The elephant in the room in this discussion is to what degree should we and the church get involved politically to try to see good accomplished and morality to be upheld in our culture? Again, some want to completely eschew politics, but that would seem to be too simplistic. Even the most basic and prioritized task of the church, that of proclaiming the Gospel, will have political implications within the culture. Thus, we have to deal with politics to at least some degree.
I am not one to clamor to be a culture war warrior. In today’s environment, to fight the culture wars seems to so often mean making one’s bed with a political party or affiliation or politician and to be intensely supportive of said person or group and to disregard all their troubling aspects while maintaining a laser focus on demeaning and defeating all others who are “against” you. With as much dirt and corruption as there exists with both major political parties and most politicians and political organizations, I believe it is often wrongful to declare any one party or politician as the “Christian” choice and to disparage those who do not see it that way. Unequivocally hitching our ride to any one politician or political party is not the prudent manner in which to act.
But if we are concerned with the treatment of not only our friends and family and loved ones, but with humanity as a whole, we will need to speak and even sometimes take action within our culture on what we believe to be right and God-honoring. And often that speech and accompanying actions will have political implications. Each and every one of us is in different circumstances of life and so what God would have for each will vary from person to person. God may have plans for some to become more politically active than others.

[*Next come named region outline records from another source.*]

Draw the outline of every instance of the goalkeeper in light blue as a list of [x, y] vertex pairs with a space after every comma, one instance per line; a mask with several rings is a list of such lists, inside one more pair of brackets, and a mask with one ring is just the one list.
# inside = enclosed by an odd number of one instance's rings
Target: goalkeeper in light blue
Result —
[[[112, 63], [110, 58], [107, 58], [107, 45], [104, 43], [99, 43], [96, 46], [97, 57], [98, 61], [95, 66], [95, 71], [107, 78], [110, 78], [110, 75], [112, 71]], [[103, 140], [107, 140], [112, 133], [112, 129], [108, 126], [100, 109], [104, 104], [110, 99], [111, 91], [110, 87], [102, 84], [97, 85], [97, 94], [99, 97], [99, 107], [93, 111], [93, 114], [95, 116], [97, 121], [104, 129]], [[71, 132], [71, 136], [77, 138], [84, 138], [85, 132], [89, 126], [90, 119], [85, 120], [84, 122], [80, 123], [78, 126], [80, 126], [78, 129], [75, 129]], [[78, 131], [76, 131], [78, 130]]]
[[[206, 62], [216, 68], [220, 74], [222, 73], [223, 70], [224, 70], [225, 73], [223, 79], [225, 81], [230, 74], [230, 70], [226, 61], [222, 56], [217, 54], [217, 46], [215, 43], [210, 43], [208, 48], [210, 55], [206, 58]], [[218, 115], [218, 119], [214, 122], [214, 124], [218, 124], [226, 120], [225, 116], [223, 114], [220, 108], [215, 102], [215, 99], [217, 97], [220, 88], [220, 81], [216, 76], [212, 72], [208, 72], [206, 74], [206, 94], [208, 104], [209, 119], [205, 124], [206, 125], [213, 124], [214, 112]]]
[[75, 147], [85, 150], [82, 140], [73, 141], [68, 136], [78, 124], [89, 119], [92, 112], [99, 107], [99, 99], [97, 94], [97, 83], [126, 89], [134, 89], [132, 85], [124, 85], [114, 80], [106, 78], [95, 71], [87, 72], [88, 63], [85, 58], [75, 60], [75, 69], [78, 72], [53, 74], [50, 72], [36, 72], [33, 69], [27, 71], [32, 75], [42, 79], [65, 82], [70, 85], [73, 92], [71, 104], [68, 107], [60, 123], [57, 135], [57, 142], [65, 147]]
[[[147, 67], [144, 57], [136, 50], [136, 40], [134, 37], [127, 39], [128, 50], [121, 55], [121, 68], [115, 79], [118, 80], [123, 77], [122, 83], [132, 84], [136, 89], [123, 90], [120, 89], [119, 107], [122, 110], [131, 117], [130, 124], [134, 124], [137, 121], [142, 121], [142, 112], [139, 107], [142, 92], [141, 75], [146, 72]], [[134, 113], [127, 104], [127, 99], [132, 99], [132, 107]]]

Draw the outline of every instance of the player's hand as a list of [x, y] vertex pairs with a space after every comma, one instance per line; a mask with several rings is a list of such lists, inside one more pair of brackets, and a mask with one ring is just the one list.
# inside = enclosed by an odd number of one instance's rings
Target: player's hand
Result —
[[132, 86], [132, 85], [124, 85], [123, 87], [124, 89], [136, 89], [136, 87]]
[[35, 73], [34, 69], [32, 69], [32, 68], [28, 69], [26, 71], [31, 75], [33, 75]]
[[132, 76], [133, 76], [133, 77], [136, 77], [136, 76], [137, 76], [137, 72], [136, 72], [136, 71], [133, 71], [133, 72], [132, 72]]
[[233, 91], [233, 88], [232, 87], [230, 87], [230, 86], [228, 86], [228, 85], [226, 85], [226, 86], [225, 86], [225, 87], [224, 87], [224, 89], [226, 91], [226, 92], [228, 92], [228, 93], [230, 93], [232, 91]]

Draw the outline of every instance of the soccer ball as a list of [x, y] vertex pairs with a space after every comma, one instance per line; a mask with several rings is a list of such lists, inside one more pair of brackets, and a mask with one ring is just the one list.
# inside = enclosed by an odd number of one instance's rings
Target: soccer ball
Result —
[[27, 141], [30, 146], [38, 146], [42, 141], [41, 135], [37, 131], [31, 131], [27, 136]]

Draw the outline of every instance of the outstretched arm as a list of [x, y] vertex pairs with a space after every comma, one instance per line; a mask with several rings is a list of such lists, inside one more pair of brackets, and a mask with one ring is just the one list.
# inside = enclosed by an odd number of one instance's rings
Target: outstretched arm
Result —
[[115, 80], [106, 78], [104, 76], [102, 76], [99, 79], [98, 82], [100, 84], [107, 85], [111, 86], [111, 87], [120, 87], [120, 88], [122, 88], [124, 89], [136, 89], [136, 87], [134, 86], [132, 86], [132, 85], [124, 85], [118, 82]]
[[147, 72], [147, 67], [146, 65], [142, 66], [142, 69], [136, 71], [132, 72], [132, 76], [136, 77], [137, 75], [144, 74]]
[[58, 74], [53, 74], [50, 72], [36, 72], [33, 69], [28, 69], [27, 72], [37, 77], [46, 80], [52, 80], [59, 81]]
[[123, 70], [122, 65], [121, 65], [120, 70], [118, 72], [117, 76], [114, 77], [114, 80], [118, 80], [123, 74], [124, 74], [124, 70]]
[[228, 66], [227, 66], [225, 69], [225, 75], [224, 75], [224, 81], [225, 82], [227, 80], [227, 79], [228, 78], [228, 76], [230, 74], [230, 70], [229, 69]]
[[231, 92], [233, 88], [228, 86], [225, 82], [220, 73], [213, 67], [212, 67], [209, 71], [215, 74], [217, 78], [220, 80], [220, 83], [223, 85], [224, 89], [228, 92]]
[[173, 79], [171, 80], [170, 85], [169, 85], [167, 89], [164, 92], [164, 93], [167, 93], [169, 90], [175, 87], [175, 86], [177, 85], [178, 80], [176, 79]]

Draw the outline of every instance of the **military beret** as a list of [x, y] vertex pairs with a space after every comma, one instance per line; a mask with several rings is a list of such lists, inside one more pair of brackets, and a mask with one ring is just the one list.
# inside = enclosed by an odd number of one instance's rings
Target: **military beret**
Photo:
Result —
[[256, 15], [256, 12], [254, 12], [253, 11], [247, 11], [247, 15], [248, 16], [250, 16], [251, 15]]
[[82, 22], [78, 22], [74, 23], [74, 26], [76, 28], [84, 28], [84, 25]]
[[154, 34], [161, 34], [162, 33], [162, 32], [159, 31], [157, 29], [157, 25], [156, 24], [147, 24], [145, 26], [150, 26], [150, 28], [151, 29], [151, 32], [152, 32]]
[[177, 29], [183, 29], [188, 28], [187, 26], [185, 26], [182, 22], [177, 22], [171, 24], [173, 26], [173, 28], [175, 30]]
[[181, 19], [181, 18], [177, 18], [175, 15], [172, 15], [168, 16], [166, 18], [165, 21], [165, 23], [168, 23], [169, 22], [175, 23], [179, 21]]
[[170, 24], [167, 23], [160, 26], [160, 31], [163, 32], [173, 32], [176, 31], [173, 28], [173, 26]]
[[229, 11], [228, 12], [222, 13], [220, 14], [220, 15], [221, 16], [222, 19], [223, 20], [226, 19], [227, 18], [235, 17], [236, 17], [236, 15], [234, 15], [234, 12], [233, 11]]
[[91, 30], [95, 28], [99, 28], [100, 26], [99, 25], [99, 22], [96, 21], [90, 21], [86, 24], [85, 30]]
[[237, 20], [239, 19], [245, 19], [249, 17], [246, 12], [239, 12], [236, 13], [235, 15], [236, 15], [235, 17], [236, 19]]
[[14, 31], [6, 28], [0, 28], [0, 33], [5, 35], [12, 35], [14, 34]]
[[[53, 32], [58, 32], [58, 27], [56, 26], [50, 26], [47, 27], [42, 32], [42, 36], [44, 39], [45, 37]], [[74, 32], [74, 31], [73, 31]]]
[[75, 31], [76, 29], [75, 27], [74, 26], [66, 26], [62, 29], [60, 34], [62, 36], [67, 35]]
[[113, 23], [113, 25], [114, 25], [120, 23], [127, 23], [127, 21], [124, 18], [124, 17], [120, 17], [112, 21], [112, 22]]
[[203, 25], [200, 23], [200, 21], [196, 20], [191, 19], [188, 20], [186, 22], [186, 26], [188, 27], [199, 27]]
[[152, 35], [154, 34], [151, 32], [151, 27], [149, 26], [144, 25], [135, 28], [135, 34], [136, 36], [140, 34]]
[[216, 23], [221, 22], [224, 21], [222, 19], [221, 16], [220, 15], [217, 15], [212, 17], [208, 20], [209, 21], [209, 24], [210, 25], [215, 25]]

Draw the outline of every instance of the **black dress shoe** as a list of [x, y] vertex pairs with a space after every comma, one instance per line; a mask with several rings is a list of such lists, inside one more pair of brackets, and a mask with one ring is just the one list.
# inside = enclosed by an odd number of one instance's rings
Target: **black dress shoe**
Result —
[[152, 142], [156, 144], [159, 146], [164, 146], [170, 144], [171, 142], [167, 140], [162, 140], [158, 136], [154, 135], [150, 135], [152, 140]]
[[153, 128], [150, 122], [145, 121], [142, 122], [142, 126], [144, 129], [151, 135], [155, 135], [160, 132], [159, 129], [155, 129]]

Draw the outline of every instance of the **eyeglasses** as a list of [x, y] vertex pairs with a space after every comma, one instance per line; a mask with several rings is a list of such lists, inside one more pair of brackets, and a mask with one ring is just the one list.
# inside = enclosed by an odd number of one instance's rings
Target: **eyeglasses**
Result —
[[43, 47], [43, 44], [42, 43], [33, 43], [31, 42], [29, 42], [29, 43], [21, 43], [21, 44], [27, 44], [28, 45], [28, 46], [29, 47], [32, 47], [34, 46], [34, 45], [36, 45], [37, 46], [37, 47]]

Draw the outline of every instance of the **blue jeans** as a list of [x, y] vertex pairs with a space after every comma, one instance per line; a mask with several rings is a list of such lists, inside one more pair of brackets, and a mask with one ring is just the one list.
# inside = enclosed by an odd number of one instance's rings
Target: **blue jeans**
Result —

As for the church, it needs to stand for truth and sometimes that truth will have unavoidable political ramifications. I do not believe the church should set out to be intentionally political or combative or to disproportionately focus on pet issues. And its alertness on showing compassion and aiming to help those struggling in these issues should be just as strong, if not even possibly stronger, as its fastidiousness in speaking the truth. But there are times when the church will need to and should speak to the truth of issues. Issues that sometimes can be hot-button topics in our culture.
I have given some opinions but have also asked some questions. Questions that, at least in my mind, do not have simple or easily ascertained answers. As I am apt to conclude many of my writings, I implore God to give us wisdom and compel us to act justly and to love mercy and to walk humbly as we think through and act on these matters.